Se insegui qualcosa, non smetterai mai di farlo; se non credi in te stesso, non troverai mai la tua strada. Graziano ha sempre capito che sarebbe arrivata la sua occasione e la ha cercata fino in fondo. Koeman in quel ragazzo ci ha visto qualcosa di speciale e Pellè lo ha ripagato. A suon di gol. Finalmente a suon di gol. 50 in 57 partite di Eredivisie, 55 in 66 apparizioni totali. Numeri da grande attaccante, che fanno tuttavia nascere i primi scetticismi. L'accusa è rivolta soprattutto alle difese ballerine del campionato olandese, che rendono il compito del centravanti molto più facile rispetto a Italia, Inghilterra o Germania. L'opinione pubblica sul reale potenziale dell'attaccante italiano si divide in due: c'è chi dice sia pronto per la Nazionale, mentre i suoi detrattori fanno valere la tesi delle difese non all'altezza. Pellè, in ogni caso, sa di aver raggiunto la sua ideale dimensione calcistica. Come ogni giocatore, comunque, vuole continuare a crescere e a dimostrare tutto il proprio valore. L'occasione arriva nuovamente da Koeman, approdato al Southampton la scorsa estate. La squadra ha praticamente mandato via tutti i talenti che avevano portato i Saints nelle zone nobili della classifica: venduti Lallana, Lovren, Shaw, Chambers e Lambert. Proprio il vuoto lasciato dalla punta inglese, costringe l'allenatore olandese a ricorrere ad un innesto offensivo nel mercato. Per 11 milioni di euro, l'attaccante del Feyenoord arriva in Inghilterra, per ricomporre la coppia magica con il suo manager. Nelle prime 9 partite di Premier League mette a segno 6 gol, trascinando il Southampton ad un improbabile secondo posto in classifica, solo alle spalle del Chelsea di Mourinho. La squadra che doveva lottare per la retrocessione, si ritrova nelle zone di alta classifica, guidata da allenatore e giocatore del mese di settembre. Koeman e Pellè si sono subito adattati all'aria della terra d'Albione e ciò ha giovato inevitabilmente sulle prestazioni di tutto il team. A 29 anni, quindi, l'attaccante leccese sembra aver trovato ciò che cercava.
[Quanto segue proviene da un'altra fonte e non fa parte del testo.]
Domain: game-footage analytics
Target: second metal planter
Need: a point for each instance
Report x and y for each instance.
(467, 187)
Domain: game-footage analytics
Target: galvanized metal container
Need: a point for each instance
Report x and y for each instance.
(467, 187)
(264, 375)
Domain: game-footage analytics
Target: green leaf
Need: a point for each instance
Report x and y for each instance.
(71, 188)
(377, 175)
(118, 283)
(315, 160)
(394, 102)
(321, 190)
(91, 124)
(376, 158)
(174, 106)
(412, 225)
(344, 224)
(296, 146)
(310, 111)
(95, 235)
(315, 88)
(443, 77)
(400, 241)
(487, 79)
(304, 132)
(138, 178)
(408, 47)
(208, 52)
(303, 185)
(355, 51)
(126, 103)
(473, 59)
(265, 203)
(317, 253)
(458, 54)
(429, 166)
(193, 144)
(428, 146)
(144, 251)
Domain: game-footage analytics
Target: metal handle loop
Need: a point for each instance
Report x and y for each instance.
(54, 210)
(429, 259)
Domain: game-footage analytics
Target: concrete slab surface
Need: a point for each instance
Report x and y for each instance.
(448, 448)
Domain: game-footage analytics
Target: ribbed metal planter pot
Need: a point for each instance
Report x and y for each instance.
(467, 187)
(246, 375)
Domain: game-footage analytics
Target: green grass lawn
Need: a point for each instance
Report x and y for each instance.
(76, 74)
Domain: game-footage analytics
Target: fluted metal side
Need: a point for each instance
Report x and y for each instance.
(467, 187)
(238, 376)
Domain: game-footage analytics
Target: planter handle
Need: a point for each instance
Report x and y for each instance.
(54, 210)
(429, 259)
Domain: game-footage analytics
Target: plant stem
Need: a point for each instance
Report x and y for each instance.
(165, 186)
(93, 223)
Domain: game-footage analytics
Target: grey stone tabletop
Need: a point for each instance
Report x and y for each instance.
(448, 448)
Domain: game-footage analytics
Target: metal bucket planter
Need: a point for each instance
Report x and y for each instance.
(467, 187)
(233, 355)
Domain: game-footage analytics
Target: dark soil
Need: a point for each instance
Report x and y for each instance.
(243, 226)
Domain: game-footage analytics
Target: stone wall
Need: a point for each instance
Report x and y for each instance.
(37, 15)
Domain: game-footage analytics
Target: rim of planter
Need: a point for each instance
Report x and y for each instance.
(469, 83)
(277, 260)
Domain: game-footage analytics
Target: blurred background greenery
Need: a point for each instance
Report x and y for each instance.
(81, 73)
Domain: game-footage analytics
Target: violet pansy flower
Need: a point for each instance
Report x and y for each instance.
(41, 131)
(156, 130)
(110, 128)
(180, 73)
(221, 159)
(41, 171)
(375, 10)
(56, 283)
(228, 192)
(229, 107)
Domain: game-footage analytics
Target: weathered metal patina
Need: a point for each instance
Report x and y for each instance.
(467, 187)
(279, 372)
Già così è una bella storia, ma tutte le belle storie hanno la ciliegina sulla torta. Dal sud dell'Inghilterra, voliamo fino a Malta, che dell'Impero Britannico fu colonia. È il 13 ottobre 2014 e Graziano Pellè, dopo una vita passata a girovagare qua e là, esordisce con la maglia dell'Italia nelle Qualificazioni ai prossimi Europei. E siccome questa è la storia di un ragazzo che di sprecare l'occasione proprio non ne vuole sapere, segna anche il gol vittoria. Un gol per dire che lui c'è, che c'è sempre stato, anche quando Prandelli non lo prendeva in considerazione, anche quando il suo posto era di Balotelli, anche quando vinceva l'Eredivisie senza contribuire troppo, anche quando non riusciva ad esprimersi al massimo in Serie A. Lui era lì, pronto a sfruttare la sua chance, perché sapeva che sarebbe arrivata. Ha lavorato tanto e alla fine ha ottenuto tutto quello per cui ha lottato. E sono sicuro che, nonostante ormai gli anni siano 29, questo sia solo l'inizio.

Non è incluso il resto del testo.